Computational Infrastructure for Sensitive Data Analysis
The project aims to develop a novel framework for data access and use policy (DAUP) compliant analysis of sensitive data. The framework will support (i) Querying and retrieval of information from the data store that are permitted by the user or project specific DAUP. Such information could include the schema of the data store, metadata that specify the variables, and their domains and ranges, etc.; (ii) Execution of system or user-supplied implementations of algorithms for construct predictive or causal models or visualizations from the data in the data store; (iii) Evaluation of the predictive performance of the resulting models on benchmark data or user-provided data; (iv) Deployment of the validated models in the form of web servers that provide predictions or visualizations over user-submitted data or over results of user-defined queries against the data store; and (v) Publication of reusable analytics workflows. This exploratory project seeks to test the feasibility of the framework using predictive and causal modeling of data from an online health community as a test case. A major outcome of this project is the open source software infrastructure for facilitating analysis and visualization of sensitive data. This research will: (i) fill a major gap in infrastructure for predictive modeling from sensitive data; (ii) significantly lower the barrier to the entry of researchers with deep expertise in analytics to domains (e.g., health, education) that involve sensitive data; (iii) improve the accuracy of assessment of the state-of-the-art in predictive and causal modeling in such domains by facilitating rigorous comparison of algorithms; and (iv) facilitate, reproducible analysis of sensitive data.
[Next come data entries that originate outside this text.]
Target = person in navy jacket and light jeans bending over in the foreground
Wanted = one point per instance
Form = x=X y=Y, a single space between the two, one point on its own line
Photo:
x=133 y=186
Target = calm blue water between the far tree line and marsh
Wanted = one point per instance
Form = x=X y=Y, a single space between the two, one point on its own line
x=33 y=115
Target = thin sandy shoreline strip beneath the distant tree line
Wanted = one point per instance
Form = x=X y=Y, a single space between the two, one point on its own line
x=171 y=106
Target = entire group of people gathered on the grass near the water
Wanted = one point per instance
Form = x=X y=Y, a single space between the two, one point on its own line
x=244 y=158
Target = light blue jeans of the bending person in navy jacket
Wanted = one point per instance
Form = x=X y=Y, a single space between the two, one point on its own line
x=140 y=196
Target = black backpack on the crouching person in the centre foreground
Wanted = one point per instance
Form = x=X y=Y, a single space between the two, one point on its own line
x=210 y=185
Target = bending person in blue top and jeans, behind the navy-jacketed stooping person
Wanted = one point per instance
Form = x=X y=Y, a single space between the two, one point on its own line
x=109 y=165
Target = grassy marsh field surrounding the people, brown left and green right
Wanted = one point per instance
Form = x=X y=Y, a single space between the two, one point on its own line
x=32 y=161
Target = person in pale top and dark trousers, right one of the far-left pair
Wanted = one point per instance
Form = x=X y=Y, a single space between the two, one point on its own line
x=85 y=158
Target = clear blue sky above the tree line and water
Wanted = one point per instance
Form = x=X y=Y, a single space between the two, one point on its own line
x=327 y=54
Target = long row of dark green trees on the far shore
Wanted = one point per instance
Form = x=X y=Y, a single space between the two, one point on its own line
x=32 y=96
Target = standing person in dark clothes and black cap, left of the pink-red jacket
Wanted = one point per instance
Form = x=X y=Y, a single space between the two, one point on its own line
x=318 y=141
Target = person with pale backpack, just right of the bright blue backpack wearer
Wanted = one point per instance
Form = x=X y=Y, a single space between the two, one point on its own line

This research will (i) yield a prototype open source software infrastructure to support analysis and visualization of sensitive data; (ii) Accelerate data-driven advances in domains that involve sensitive data e.g., health, education through broad engagement of talent in developing better algorithms; and (iii) Support incorporation of hands-on experience with such applications into Data Sciences education through hackathons and competitions organized around specific sensitive data sets.